Inicia la búsqueda por Ceuta, despacio, minucioso, sabe de sobra dónde buscar, toda Ceuta lo sabe, y por fin encuentra al que afrentó a su madre en un local cutre y apestoso. Sin decir palabra se acerca al camello que sonríe sin reconocerlo, pensándolo un cliente. El soldado saca la bayoneta, golpea con el mango en la boca al delincuente, dientes rotos, gritos de dolor, la mano a los labios magullados. Sin arredrarse, el regular se sitúa a su espalda, lo sujeta con el brazo izquierdo elevándole la cabeza y lo degüella en silencio. El cuerpo cae como un trapo, el herido ve cómo se escapa la vida a través de sus carótidas cortadas. El agresor se queda mirando hasta que el camello deja de moverse. Y vuelve al cuartel.
La noticia ha corrido como la pólvora. Más que los clientes del local. Cuando se reintegra a su puesto de guardia, el suboficial le amonesta y le amenaza con un parte por su abandono de puesto, aunque algo raro se rumia. Horas después vienen a detenerle dos regulares y un cabo. En la puerta del cuartel hay un coche de policía que no entra en las dependencias militares. Le comunican que le llevan preso. Hay problemas de jurisdicción. Sigue sin decir nada, dejándose esposar sin resistencia.

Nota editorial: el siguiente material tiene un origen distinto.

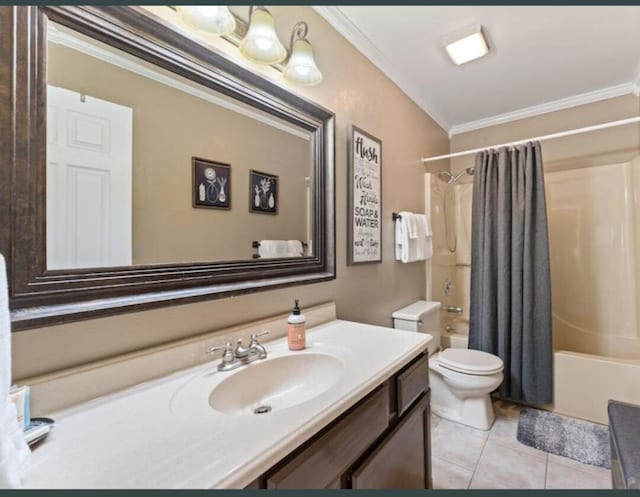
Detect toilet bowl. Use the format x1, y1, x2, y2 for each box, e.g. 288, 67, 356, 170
392, 300, 504, 430
429, 349, 504, 430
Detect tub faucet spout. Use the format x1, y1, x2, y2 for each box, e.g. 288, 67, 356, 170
442, 305, 462, 314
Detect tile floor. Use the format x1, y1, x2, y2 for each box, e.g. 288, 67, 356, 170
431, 401, 611, 489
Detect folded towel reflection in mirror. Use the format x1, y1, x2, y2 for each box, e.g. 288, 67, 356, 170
258, 240, 304, 259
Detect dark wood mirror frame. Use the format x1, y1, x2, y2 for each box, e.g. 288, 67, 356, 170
0, 6, 335, 331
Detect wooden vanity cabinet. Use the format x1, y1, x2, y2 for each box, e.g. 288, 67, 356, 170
252, 354, 431, 489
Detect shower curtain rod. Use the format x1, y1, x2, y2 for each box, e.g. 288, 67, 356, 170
421, 117, 640, 164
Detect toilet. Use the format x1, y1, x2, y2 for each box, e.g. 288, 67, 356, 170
391, 300, 504, 430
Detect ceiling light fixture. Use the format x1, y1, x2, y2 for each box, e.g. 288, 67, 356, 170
283, 21, 322, 86
445, 24, 489, 65
238, 5, 287, 64
176, 5, 236, 36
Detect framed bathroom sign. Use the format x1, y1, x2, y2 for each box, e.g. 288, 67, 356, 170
347, 126, 382, 265
191, 157, 231, 210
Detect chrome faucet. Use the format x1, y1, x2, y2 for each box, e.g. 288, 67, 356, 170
442, 305, 462, 314
206, 331, 269, 371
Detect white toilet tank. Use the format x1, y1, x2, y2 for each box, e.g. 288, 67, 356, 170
391, 300, 440, 354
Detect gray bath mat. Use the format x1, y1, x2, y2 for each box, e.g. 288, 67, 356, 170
518, 407, 611, 469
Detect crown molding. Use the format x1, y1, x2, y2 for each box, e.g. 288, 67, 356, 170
449, 82, 638, 137
312, 5, 451, 132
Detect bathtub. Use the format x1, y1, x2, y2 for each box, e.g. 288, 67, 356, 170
440, 313, 640, 424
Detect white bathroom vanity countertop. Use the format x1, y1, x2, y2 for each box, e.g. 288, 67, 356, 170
24, 320, 431, 489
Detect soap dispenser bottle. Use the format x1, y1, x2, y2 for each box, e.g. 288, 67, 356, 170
287, 299, 307, 350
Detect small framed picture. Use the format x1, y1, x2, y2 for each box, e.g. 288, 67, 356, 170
191, 157, 231, 210
249, 169, 278, 214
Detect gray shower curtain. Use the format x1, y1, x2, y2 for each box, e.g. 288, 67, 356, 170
469, 142, 552, 404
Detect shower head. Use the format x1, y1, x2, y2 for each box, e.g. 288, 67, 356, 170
436, 167, 476, 185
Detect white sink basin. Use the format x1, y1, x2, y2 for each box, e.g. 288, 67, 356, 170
209, 353, 344, 415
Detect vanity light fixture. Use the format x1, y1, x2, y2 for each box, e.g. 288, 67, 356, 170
283, 21, 322, 86
445, 24, 489, 65
238, 5, 287, 64
176, 5, 236, 36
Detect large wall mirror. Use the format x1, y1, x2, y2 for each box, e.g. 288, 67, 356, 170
0, 6, 335, 330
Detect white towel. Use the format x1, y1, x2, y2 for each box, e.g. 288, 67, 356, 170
258, 240, 303, 259
0, 254, 31, 488
414, 214, 433, 259
287, 240, 304, 257
395, 211, 433, 263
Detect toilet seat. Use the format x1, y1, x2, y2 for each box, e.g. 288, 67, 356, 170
436, 348, 504, 376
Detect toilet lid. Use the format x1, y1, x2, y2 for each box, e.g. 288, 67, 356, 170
438, 348, 504, 375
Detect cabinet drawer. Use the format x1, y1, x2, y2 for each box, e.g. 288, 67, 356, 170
267, 383, 389, 489
396, 355, 429, 416
351, 395, 429, 489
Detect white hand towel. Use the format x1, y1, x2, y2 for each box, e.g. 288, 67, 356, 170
258, 240, 286, 259
286, 240, 304, 257
0, 254, 31, 488
416, 214, 433, 260
258, 240, 303, 259
407, 212, 418, 240
395, 211, 411, 262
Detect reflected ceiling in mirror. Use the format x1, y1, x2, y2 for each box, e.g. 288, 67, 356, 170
46, 22, 314, 269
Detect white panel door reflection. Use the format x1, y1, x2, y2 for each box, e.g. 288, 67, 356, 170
47, 86, 133, 269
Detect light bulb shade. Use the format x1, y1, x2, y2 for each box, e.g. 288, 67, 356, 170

Cuál será su sorpresa cuando, tiempo después, se abre la puerta de la celda y escucha decir:«Sal de ahí, estás libre». Confuso pregunta y le contestan: «Tu hermano pequeño está ante el juez y se ha declarado culpable de la muerte del traficante. Dice que cogió uno de tus uniformes en vuestra casa y lo usó para despistar. Se responsabiliza de la muerte del camello».El regular vuelve al cuartel y nadie le pregunta nada. El silencio lo rompe una jota navarra que suena en la cantina de tropa: «Tengo un hermano en el Tercio y otro tengo en Regulares y el hermano más pequeño, preso en Alcalá de Henares.»